European Union finance ministers added Panama, the Seychelles, the Cayman Islands and Palau to the EU’s blacklist of tax havens, while giving Turkey more time to avoid being listed, an EU document said on Tuesday.
The list, which was set up in 2017 after revelations of widespread tax evasion and avoidance schemes, now includes 12 jurisdictions.
Adding financial centers like the Cayman Islands and Panama marks a shift for the EU. Several reviews had left on the list mostly Pacific and Caribbean islands with almost no financial relation with the EU – drawing criticism for being too lenient on tax havens.
The other listed jurisdictions are Fiji, Oman, Samoa, Trinidad and Tobago, Vanuatu and the three U.S. territories of American Samoa, Guam, and the U.S. Virgin Islands.
Those on the blacklist face reputational damages, higher scrutiny in their financial transactions and risk losing EU funds.
The eastern African archipelago of the Seychelles was added to the blacklist because it has a “harmful preferential tax regime,” the EU document said.
Panama, which is already blacklisted for money-laundering shortfalls by the Financial Action Task Force, a global watchdog, was added to the EU list because of shortcomings over exchanges of tax information. The Pacific island of Palau was blacklisted for similar reasons.
The Cayman Islands, a British overseas territory in the Caribbean, was listed because investment funds based there do not reflect real economic activity on the archipelago, the document said. That could lead to investment vehicles being created solely to reduce taxes in other jurisdictions.

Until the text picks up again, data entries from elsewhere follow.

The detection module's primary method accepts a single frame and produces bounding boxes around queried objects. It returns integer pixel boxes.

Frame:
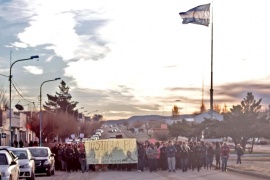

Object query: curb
[227,167,270,179]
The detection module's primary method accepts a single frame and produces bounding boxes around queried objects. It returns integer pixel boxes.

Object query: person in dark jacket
[180,141,190,172]
[78,146,88,173]
[19,140,24,148]
[214,142,221,169]
[206,143,215,170]
[235,144,244,164]
[200,141,208,169]
[174,141,182,170]
[137,143,145,172]
[159,142,168,171]
[188,142,196,171]
[193,142,203,172]
[65,144,75,172]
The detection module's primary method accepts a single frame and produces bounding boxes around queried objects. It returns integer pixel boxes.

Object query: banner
[84,138,137,164]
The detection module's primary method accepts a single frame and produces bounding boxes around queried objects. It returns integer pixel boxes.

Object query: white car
[92,135,99,140]
[8,147,35,180]
[95,132,102,137]
[96,129,104,133]
[0,148,20,180]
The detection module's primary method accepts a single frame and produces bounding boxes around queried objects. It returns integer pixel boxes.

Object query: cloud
[23,66,43,75]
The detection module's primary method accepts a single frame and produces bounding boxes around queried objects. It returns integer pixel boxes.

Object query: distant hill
[105,115,170,124]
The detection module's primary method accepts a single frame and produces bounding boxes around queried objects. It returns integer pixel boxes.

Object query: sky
[1,0,270,120]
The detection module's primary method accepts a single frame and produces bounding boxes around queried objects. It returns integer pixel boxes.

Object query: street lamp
[39,77,61,146]
[9,55,39,146]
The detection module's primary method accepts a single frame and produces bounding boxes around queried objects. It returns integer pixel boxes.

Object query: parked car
[7,147,35,180]
[95,132,102,137]
[27,147,55,176]
[108,129,115,133]
[92,135,99,140]
[0,148,20,180]
[96,129,104,133]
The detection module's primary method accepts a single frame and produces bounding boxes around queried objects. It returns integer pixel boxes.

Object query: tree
[123,121,129,130]
[214,104,221,113]
[172,105,180,117]
[92,114,103,121]
[217,92,267,151]
[154,131,169,141]
[200,102,206,113]
[29,111,79,142]
[79,121,103,137]
[168,120,193,141]
[29,81,81,141]
[133,121,144,128]
[43,80,78,116]
[0,86,8,110]
[222,104,229,114]
[196,118,220,139]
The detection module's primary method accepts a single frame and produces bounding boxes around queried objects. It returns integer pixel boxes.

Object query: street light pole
[39,77,61,146]
[9,55,39,146]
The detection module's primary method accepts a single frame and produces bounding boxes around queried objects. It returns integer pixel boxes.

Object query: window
[29,149,48,157]
[11,150,28,159]
[0,154,8,165]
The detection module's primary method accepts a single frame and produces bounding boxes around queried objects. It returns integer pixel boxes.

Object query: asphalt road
[35,168,265,180]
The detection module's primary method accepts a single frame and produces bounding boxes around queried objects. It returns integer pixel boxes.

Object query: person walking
[235,144,244,164]
[159,142,168,171]
[221,142,230,171]
[175,141,182,170]
[78,146,88,173]
[206,143,215,170]
[19,140,24,148]
[166,141,177,173]
[137,143,145,172]
[180,141,190,172]
[193,142,203,172]
[214,142,221,170]
[146,143,158,173]
[200,141,208,169]
[65,144,75,173]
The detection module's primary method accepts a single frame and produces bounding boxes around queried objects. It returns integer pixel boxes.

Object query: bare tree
[0,86,8,110]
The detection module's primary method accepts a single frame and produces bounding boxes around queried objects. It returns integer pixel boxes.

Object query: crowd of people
[138,140,234,173]
[50,140,244,174]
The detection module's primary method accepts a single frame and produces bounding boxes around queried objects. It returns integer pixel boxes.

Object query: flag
[179,4,210,26]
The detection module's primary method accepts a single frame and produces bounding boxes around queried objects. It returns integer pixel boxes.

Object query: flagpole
[210,2,214,117]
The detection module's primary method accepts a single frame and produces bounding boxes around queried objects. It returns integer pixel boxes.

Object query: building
[0,109,37,146]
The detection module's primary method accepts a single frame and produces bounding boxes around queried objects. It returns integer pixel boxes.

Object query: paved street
[35,169,265,180]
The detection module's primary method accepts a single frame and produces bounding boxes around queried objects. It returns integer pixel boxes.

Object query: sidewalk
[228,156,270,179]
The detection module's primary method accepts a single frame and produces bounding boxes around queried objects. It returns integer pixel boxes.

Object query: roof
[27,146,50,149]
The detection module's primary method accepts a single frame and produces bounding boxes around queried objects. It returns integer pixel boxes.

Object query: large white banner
[85,138,138,164]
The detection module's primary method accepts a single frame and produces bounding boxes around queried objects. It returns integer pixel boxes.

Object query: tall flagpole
[210,2,214,117]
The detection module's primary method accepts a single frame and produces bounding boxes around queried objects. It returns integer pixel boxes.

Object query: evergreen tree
[43,80,78,116]
[217,92,267,151]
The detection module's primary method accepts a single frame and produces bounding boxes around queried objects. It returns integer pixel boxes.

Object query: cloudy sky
[1,0,270,120]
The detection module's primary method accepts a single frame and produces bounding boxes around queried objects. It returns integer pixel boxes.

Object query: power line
[12,78,34,99]
[11,81,35,104]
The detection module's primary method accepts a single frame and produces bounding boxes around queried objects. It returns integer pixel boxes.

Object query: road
[35,168,265,180]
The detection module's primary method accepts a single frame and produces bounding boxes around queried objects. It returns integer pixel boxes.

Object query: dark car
[27,147,55,176]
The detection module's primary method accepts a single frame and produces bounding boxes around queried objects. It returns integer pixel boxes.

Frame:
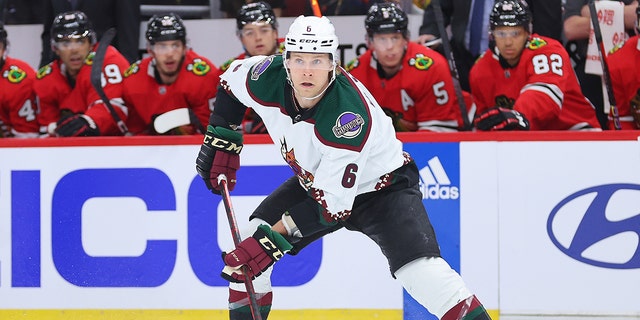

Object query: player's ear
[365,34,373,48]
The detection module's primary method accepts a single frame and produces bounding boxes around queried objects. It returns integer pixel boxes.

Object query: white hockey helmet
[284,15,339,61]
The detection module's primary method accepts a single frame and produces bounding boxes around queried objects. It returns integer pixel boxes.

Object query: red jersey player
[0,22,39,138]
[469,0,600,131]
[219,1,284,134]
[35,11,130,137]
[346,2,466,132]
[607,6,640,130]
[122,13,220,135]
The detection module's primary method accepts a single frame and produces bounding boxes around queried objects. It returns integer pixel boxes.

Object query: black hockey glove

In a separate decision, other British overseas territories were deemed fully compliant with EU tax standards and were removed from an EU watchlist.
That infuriated tax transparency activists. “Once again, the EU lets tax havens off the hook,” said Chiara Putaturo of Oxfam, an advocacy group, citing the delisting of Bermuda, the British Virgin Islands and the Bahamas.
Turkey failed to execute automatic transfers of tax information with all EU states but was granted more time to fulfill its commitments, because it has adopted legislative changes to allow data sharing, the EU document said.
The decision irked Cyprus, an EU member state embroiled in a decades-long dispute with Ankara and with which Turkey is not exchanging tax data, EU diplomats said. A spokesman for Cyprus’s foreign minister declined to comment.
Turkey also does not share tax data with Germany, France, the Netherlands, Belgium and Austria, the EU countries with the largest Turkish communities, diplomats said.
Despite these shortcomings, which had been unresolved for years when a deadline lapsed in December, Ankara was given another year to begin data sharing with all 27 EU states.
Two officials said the decision was taken for political reasons, despite the risk that this could undermine the EU listing process. “We should remain aware of the relevance of Turkey in many policy areas which are important to us,” one diplomat said.
The EU depends on Turkey to curb migration from the Middle East and Asia, but the relationship has soured over President Tayyip Erdogan’s crackdown on critics following a failed coup in 2016. It has worsened over Turkey’s gas and oil drilling off the Cyprus coast.